Deep Learning and Hyperspectral Imaging – AI4AGRICULTURE

Gathering data on crop status by using deep-learning analyses of hyperspectral imaging to improve spray operations.

Concept

This Flagship Innovation Experiment’s (FIE) goal is to reduce spraying applications on crops by combining Artificial Intelligence (AI) with hyperspectral imaging, thus creating a supportive decision model to channel the collected data into task maps. In order to apply the right amount at the right time extensive information on the crop status is needed. These data are collected by hyperspectral cameras, capturing the reflection of light on leaves to provide information about pigment concentration, cell structure or infections. Hence, this FIE relies on deep learning technology and analytics to construct and validate cutting edge algorithms, producing new data and thus better classifying crop images.

Generative Autoencoder Networks (GANs) are essential for agricultural systems since the window for data acquisition is typically short and the need for quantity is prevalent with data-hungry deep architectures. The deep learning algorithms will be implemented on supercomputers to allow fast training of decision algorithms, while inference will be done on embedded Graphics Processing Unit (GPU) devices. The results provide the necessary input to build task maps which are ultimately used to carry out precise spraying operations.

Implementation 

The drone flights were performed manually and no autonomous flights has been done yet. In addition to the drone, cameras were mounted on a tractor boom sprayer.

The first challenge was to define the focus of our analysis and what kind of information we should provide. At the beginning of the project, it was unclear on which crops and which growth stage the focus should be. After an investigation of the images, we concluded that it was too complicated and unnecessary for the project to identify the weed at the species level. Therefore it was agreed to classify the first season based on ‘weed’, ‘crop’, and ‘soil’.

During the second season, the idea is to split up the ‘weed’ class into 2 groups: monocotyls (grassy weeds) and dicotyls (leafy weeds). This information will be enough to decide which Plant Protection Product (PPP) or which mix of products should be used.

The second challenge came with the amount of information collected. Data acquisition started late in the season and took more time than expected. A very large dataset was collected, and multiple meetings were needed to choose the best datasets based on our goals. GoPro images contained a lot of information (tractor, air, shadows, merging crop rows) which confused the Neural Network and which needed to be removed.

Lessons Learnt 

GAN’s are no longer relevant for the project. The original proposal envisioned using such a generative network to generate new artificial labelled data on which to train.
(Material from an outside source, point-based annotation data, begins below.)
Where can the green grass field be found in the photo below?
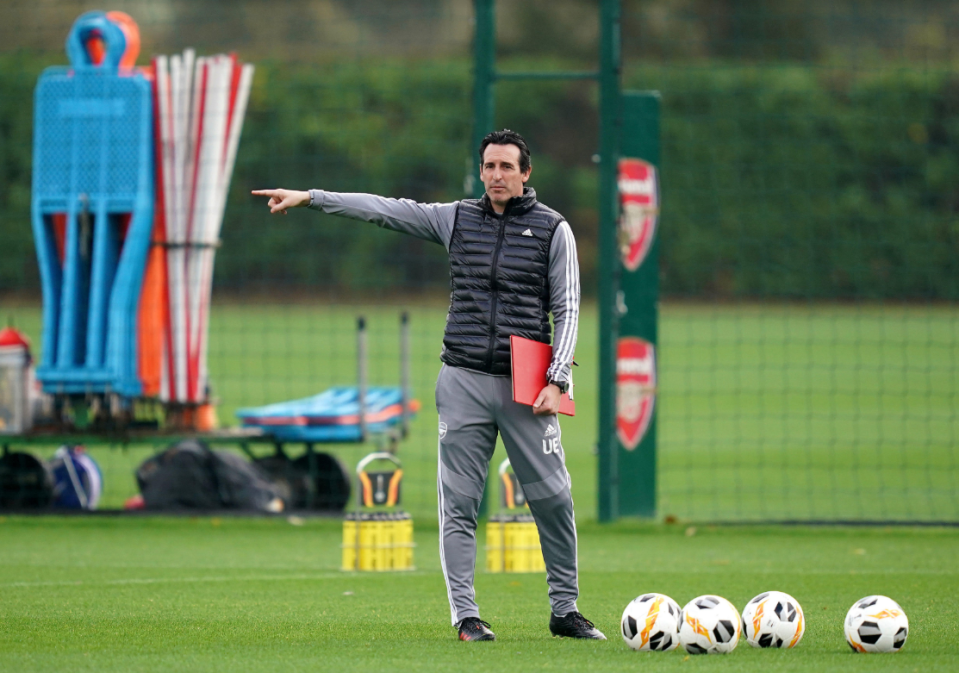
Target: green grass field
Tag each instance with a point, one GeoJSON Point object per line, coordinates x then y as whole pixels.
{"type": "Point", "coordinates": [765, 412]}
{"type": "Point", "coordinates": [226, 594]}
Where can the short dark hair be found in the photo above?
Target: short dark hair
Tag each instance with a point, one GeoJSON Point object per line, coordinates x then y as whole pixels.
{"type": "Point", "coordinates": [507, 137]}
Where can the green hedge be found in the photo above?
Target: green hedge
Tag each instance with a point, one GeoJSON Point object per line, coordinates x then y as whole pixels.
{"type": "Point", "coordinates": [778, 181]}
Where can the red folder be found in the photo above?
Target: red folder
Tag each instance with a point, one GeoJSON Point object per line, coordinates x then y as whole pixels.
{"type": "Point", "coordinates": [529, 361]}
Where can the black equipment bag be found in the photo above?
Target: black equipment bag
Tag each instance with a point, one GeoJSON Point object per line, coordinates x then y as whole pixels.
{"type": "Point", "coordinates": [188, 475]}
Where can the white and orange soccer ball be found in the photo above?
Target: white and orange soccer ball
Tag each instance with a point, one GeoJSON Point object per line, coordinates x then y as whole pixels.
{"type": "Point", "coordinates": [876, 624]}
{"type": "Point", "coordinates": [773, 619]}
{"type": "Point", "coordinates": [709, 625]}
{"type": "Point", "coordinates": [651, 623]}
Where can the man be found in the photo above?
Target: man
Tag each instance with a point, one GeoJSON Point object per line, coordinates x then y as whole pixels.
{"type": "Point", "coordinates": [512, 263]}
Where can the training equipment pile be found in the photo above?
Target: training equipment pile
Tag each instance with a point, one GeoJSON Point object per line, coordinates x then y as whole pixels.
{"type": "Point", "coordinates": [131, 172]}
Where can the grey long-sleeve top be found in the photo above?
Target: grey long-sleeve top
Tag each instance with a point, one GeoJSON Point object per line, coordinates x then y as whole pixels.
{"type": "Point", "coordinates": [434, 222]}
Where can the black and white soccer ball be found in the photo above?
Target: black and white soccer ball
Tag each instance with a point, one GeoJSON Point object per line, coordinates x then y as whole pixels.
{"type": "Point", "coordinates": [876, 624]}
{"type": "Point", "coordinates": [709, 625]}
{"type": "Point", "coordinates": [773, 619]}
{"type": "Point", "coordinates": [651, 623]}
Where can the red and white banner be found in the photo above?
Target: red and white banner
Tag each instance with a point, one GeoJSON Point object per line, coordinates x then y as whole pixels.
{"type": "Point", "coordinates": [639, 210]}
{"type": "Point", "coordinates": [635, 389]}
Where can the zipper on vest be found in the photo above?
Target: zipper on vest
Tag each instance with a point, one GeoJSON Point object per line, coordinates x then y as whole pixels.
{"type": "Point", "coordinates": [494, 288]}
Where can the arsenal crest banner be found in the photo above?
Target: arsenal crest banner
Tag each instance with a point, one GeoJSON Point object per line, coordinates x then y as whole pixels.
{"type": "Point", "coordinates": [639, 210]}
{"type": "Point", "coordinates": [635, 390]}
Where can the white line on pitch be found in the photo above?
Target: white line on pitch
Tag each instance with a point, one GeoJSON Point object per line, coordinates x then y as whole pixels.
{"type": "Point", "coordinates": [178, 580]}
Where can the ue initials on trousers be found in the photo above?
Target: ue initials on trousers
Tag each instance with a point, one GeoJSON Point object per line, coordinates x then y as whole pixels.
{"type": "Point", "coordinates": [472, 408]}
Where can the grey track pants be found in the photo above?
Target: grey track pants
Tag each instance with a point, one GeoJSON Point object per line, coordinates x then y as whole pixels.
{"type": "Point", "coordinates": [472, 408]}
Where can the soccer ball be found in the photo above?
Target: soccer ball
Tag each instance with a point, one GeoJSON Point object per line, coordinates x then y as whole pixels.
{"type": "Point", "coordinates": [876, 624]}
{"type": "Point", "coordinates": [709, 625]}
{"type": "Point", "coordinates": [651, 623]}
{"type": "Point", "coordinates": [773, 619]}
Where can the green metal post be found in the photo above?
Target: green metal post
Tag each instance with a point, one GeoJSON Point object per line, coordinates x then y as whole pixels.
{"type": "Point", "coordinates": [610, 122]}
{"type": "Point", "coordinates": [639, 301]}
{"type": "Point", "coordinates": [484, 57]}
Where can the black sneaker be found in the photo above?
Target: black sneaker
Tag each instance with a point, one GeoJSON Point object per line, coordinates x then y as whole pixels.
{"type": "Point", "coordinates": [474, 628]}
{"type": "Point", "coordinates": [574, 625]}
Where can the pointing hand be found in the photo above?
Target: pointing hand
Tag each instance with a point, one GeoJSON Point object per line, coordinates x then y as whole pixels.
{"type": "Point", "coordinates": [281, 199]}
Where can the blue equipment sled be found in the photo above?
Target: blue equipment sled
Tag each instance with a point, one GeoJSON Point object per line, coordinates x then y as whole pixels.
{"type": "Point", "coordinates": [93, 164]}
{"type": "Point", "coordinates": [334, 416]}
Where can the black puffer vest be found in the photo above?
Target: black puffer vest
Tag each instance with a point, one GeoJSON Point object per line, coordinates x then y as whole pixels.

We have chosen to use simpler supervised learning techniques and to focus the effort that would have been spent on GAN’s to improve the efficiency with which we can produce non-automatic labels for supervised learning. This has largely taken the form of improvements to Robovision’s labelling tools. We have already generated promising results.

 The construction of a hyperspectral dataset for training, testing and validation was no longer required for disease detection as the modified RGB camera proved to be sufficiently capable of capturing the NIR region to detect Alternaria solani in the field.

RGB images were found to be the best option for identifying weeds within a crop. The weeds are easily identified/labelled on an RGB image.  For disease detection (Alternaria solani in potato) it is found that modified RGB images facilitate the identification/labelling of the disease by capturing the spectral NIR region.